SEOUL, Korea, April 8 (Korea Bizwire) – Korea is one of the few countries with an unusually high percentage of real assets, including most prominently homes.
A household finance survey by the National Statistical Office on April 7 said the ratio of real assets in total household assets as of 2013 was as high as 73.3 percent. Of this, the ratio of real estate asset was 67.8 percent, down 1.9 percentage points from 2012 but still dangerously high among countries in the world.
The corresponding ratios in major economies in the world are Australia at 61.3 percent, the Eurozone at 58.3 percent, Britain at 50.1 percent, Japan at 40.9 percent, and the United States at 31.5 percent, according to the Korea Financial Investment Association. The implications are clear: there is no more housing price bubble.
According to data released by LG Economic Research Institute, the average home price across the country between 2000 and 2007 has appreciated 6.6 percent a year (9.3% for apartment homes), much higher than that for consumer prices (3.1%). But for the next six years between 2008 and 2013 immediately after the global financial crisis, the annual growth rate of home prices has slowed to 2.0 percent (2.6% for apartments).
Given the consumer price inflation rate has been 3.0 percent for the same period, homeowners have effectively lost money from owning their houses. In the process, the average appraisal value of homes owned by those in their 60s or older has declined to 200 million won in 2012 from 270 million won in 2006. As the value of real estate holdings falls, the consumption expenditure of the elderly homeowners has plunged as well, which is manifestation of a reverse wealth effect at work.
A research fellow at LG Economic Research Institute said, “A sizable number of elderly households may face in the future a situation where they have to dispose of their homes and other real estate properties when they need funds urgently for medical emergencies, for example, without any other income sources to speak of. This is also a potential risk factor for the national economy as well as for individual families.”
He suggested that the government offer reverse mortgages and other financial packages that would allow the elders to convert their real estate holdings into easily cashable financial assets.
Joo Sang-cheol, research fellow with the National Pension Research Institute, also said in a recent report “Asset Management in Aging Society,” “Korea’s households own most of their assets in the form of real assets, which are vulnerable to price shocks.”

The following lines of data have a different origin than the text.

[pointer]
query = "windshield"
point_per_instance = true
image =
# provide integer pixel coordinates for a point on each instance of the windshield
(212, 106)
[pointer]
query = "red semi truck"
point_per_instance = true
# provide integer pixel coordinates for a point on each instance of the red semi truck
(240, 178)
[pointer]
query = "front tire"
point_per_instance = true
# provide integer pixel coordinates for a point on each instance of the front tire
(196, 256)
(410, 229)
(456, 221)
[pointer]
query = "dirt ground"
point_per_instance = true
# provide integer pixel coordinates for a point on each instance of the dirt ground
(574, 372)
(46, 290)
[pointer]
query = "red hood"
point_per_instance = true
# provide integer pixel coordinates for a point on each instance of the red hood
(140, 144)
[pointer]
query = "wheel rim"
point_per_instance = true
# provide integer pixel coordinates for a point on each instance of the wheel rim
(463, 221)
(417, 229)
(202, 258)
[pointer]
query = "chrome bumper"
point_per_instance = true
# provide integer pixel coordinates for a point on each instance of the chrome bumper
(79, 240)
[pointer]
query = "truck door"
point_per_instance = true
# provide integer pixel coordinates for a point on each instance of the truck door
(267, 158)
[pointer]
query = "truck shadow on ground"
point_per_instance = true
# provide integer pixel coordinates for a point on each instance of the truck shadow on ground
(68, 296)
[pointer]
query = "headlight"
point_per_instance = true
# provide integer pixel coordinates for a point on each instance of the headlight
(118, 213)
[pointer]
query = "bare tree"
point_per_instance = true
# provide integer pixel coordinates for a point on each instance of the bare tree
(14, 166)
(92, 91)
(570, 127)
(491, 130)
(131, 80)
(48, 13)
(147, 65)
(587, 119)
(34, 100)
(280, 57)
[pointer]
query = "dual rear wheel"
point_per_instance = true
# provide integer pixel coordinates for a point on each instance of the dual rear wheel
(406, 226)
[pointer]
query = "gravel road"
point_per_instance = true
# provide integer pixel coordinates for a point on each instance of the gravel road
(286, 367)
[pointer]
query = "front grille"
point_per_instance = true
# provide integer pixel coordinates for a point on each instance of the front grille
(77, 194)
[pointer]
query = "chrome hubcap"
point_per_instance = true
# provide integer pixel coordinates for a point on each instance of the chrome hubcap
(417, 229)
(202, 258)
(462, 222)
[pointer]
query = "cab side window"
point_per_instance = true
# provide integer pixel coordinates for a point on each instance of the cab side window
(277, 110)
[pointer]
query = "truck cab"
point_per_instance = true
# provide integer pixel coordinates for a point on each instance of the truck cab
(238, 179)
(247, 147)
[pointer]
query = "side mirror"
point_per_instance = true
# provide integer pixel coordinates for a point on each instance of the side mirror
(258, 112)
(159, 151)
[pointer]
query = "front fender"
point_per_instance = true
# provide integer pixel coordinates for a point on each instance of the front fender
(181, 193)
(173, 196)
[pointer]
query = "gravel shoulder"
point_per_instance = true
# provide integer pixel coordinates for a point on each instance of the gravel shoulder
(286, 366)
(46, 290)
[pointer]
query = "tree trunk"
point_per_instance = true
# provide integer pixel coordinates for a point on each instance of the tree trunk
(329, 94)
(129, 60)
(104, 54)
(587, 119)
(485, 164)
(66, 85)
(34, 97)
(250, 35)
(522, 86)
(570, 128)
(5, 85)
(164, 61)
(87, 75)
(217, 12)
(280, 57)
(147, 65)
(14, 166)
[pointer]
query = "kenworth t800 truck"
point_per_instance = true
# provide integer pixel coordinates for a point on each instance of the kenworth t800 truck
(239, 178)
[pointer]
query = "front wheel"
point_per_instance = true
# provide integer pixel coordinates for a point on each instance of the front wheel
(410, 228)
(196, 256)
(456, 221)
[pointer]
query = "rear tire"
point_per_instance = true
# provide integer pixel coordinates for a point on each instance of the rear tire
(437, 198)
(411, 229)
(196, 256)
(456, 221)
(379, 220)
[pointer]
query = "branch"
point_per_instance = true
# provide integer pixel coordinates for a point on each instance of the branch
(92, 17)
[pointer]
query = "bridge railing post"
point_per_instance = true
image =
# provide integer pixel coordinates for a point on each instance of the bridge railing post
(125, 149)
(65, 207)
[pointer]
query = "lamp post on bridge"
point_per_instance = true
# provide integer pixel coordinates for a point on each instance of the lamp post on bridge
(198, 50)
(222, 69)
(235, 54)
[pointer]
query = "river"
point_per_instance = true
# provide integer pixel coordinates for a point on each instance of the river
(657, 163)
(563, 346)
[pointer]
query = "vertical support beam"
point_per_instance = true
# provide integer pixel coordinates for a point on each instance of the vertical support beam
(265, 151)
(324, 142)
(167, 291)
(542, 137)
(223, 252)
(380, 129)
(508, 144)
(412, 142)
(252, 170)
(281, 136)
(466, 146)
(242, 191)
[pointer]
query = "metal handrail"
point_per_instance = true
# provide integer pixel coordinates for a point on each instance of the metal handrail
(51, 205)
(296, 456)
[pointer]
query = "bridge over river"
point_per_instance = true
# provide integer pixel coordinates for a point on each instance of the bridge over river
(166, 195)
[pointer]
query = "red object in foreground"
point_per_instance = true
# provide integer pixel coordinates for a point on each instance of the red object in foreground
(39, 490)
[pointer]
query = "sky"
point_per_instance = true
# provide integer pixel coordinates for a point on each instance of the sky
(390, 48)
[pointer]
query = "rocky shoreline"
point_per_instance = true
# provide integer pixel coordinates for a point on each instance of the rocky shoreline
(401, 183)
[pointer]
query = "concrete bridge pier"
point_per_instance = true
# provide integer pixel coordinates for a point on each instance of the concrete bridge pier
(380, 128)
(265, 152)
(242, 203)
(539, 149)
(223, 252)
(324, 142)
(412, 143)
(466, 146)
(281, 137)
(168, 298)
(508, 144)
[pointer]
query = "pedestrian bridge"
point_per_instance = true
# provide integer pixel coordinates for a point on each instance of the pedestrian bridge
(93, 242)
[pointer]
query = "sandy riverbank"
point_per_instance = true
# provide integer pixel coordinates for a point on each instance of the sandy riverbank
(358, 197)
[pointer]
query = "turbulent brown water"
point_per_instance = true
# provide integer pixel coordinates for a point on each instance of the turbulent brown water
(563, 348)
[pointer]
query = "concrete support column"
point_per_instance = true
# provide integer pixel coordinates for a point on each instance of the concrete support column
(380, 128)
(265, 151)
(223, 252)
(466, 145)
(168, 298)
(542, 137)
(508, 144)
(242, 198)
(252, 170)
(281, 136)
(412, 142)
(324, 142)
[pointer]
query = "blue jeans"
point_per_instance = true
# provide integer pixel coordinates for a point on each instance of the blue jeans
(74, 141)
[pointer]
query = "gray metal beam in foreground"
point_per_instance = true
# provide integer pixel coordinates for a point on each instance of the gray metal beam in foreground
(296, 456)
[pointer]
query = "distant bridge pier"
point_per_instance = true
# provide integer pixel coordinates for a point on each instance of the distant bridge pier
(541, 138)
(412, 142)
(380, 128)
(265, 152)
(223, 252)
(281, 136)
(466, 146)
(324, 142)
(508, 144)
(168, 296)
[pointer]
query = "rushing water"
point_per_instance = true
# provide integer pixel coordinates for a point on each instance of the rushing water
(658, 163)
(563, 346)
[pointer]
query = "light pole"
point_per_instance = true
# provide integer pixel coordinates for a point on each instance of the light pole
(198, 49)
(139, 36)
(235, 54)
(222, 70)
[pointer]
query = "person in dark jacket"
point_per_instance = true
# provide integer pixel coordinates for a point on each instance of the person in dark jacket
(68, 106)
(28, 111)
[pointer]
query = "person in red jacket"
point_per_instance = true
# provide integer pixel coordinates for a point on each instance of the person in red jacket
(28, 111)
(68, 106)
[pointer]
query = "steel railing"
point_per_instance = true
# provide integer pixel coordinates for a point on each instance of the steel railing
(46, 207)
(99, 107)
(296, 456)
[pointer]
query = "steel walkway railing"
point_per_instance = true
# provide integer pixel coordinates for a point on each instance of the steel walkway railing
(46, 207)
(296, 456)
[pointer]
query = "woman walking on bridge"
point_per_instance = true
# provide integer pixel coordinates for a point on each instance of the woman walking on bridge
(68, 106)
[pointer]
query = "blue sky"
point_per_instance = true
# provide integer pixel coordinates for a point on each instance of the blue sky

“If the trend toward more real asset concentration goes on unchecked, it may become a limiting factor for expanding other financial assets. It is advisable for middle-aged individuals to sell off some of the real estate holdings to increase liquidity and use it for the source of future income,” he added.
Another research fellow at Korea Institute of Finance analyzed that it is instructive to look at the experience of Japan that has undergone the problems of the aging society much earlier than Korea. The major income source for Japan’s senior citizens is no doubt pension. Of their annual income of 3.07 million yen (US$29,800) as of 2011, as much as 67.5 percent came from public pension payments.
He said, “By 2026 when the baby boomers (those who were born between 1955 and 1963) join the elderly group, Korea’s situation will be much like that of Japan now. It is time for the government to establish a ministry-wide task force to prepare for the upcoming tectonic change.”